The new MMA program, however, will require providers to make a “citizenship determination” for each uninsured patient for the purposes of reimbursement. To assist providers, the Centers for Medicare and Medicaid Services (CMS) will soon be releasing an approved documentation method based on a policy statement that went to hearing last month. You can expect to receive the instructions within a few weeks.
Details pending, the ACLU believes the inquiry will likely place both providers and patients in deleterious positions. Under the draft guidelines prepared by CMS, providers would be charged with obtaining “acceptable evidence” of a patient’s illegal status, which could include an invalid drivers’ license or foreign passport. Such evidence is to be solicited even after a patient has repeatedly refused to answer questions about his or her legal status.
Patients, of course, will find the process even more traumatic. The pointed questions and demand for invalid documents will doubtless raise fears of legal consequences. The unfamiliar hospital environment, language barrier, and possible physical discomfort can only increase anxiety. Some immigrants should be expected to postpone or forgo medical care because of such fears, harming both themselves and general public health.
Also troubling is the Act’s lack of confidentiality provisions. Providers are instructed to share their citizenship determinations with physicians and ambulance companies who might also be eligible for reimbursement. In the case of an audit or integrity review, the provider would need to disclose all records to CMS. There are no protections against other types of disclosure; clearly, an undocumented immigrant should have reservations about admitting his or her status to an interviewer with unlimited ability to share it.

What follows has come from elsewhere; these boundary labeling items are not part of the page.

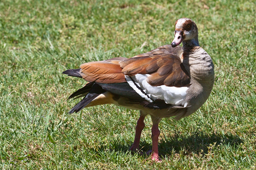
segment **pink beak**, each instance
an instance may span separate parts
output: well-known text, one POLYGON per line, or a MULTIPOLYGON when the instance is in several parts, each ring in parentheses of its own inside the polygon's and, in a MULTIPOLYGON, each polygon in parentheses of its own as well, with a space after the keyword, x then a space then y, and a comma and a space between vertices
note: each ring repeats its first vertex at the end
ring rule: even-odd
POLYGON ((171 45, 172 47, 175 47, 180 45, 184 39, 183 37, 183 32, 181 31, 175 31, 174 32, 174 38, 171 45))

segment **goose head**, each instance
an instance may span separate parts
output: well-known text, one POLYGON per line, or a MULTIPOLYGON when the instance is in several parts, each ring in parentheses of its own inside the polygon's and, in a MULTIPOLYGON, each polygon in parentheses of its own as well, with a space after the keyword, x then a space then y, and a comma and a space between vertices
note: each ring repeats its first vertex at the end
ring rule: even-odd
POLYGON ((194 22, 188 18, 179 19, 175 23, 174 38, 171 44, 175 47, 183 41, 195 46, 199 46, 198 30, 194 22))

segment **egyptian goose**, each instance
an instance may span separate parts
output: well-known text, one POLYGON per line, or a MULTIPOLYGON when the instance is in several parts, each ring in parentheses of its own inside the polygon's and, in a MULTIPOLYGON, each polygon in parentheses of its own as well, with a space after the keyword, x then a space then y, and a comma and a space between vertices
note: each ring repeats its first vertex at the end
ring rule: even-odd
POLYGON ((176 21, 174 38, 165 45, 130 58, 117 57, 84 63, 63 74, 89 83, 68 99, 84 97, 69 112, 112 104, 140 110, 134 142, 130 149, 139 149, 145 117, 149 115, 152 159, 160 161, 158 126, 164 117, 178 120, 198 109, 210 95, 214 80, 210 56, 199 46, 198 31, 191 19, 176 21), (183 47, 178 46, 181 42, 183 47))

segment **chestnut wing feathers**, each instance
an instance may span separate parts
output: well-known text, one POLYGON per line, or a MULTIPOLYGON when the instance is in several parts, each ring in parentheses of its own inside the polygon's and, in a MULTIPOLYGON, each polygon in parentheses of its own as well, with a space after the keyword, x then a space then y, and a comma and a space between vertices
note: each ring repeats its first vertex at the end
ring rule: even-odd
POLYGON ((148 74, 148 83, 153 86, 187 86, 190 78, 180 57, 182 48, 165 45, 129 59, 116 57, 92 62, 80 66, 80 74, 89 82, 103 84, 126 82, 125 75, 148 74))

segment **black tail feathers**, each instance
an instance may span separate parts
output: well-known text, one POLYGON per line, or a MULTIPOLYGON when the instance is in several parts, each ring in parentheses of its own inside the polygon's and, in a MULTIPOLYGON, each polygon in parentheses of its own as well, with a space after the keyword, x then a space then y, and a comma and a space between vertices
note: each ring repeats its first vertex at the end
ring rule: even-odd
POLYGON ((76 104, 69 111, 69 113, 77 113, 85 107, 93 99, 99 95, 106 91, 97 84, 93 82, 86 84, 84 87, 80 89, 71 95, 68 99, 78 96, 78 98, 85 96, 79 103, 76 104), (86 93, 88 94, 86 94, 86 93))
POLYGON ((80 74, 79 71, 80 71, 80 69, 69 69, 68 70, 63 71, 62 73, 65 74, 67 74, 68 76, 73 76, 74 77, 77 77, 79 78, 82 78, 82 76, 80 74))

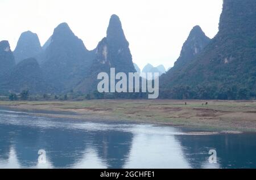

Alternative approaches to providing this information – using statistical models, for example – have been suggested by concerned commentators as a way of fulfilling Section 1011 without invading the privacy of – and possible scaring away – patients in need of hospital care. However, it is quite uncertain whether CMS will adopt this approach. The agency may be counting on the financial “carrot” that Section 1011 dangles before hospitals to obtain their cooperation in this troubling enterprise.
In sum, Section 1011 of the Medicare Modernization Act offers significant cause for concern. We want to urge you, as a provider, to carefully consider what participation in the program will entail, and to reject any funding that requires hospitals to keep documentation on the immigration status of patients. The CMS has released a provider enrollment from that you may be filling out in the near future. This form establishes your eligibility for the program, but does not commit you to participate. Please carefully evaluate the data collection policy that CMS will be releasing shortly. We don’t think that any person should face fears of exposure or persecution when seeking medical attention. We are hopeful that you will agree.
Once the new guidelines are released, we would be interested in learning whether your hospital plans on accepting any funds under the program. Thank you in advance for your attention to this urgent matter, and we look forward to hearing back from you about it.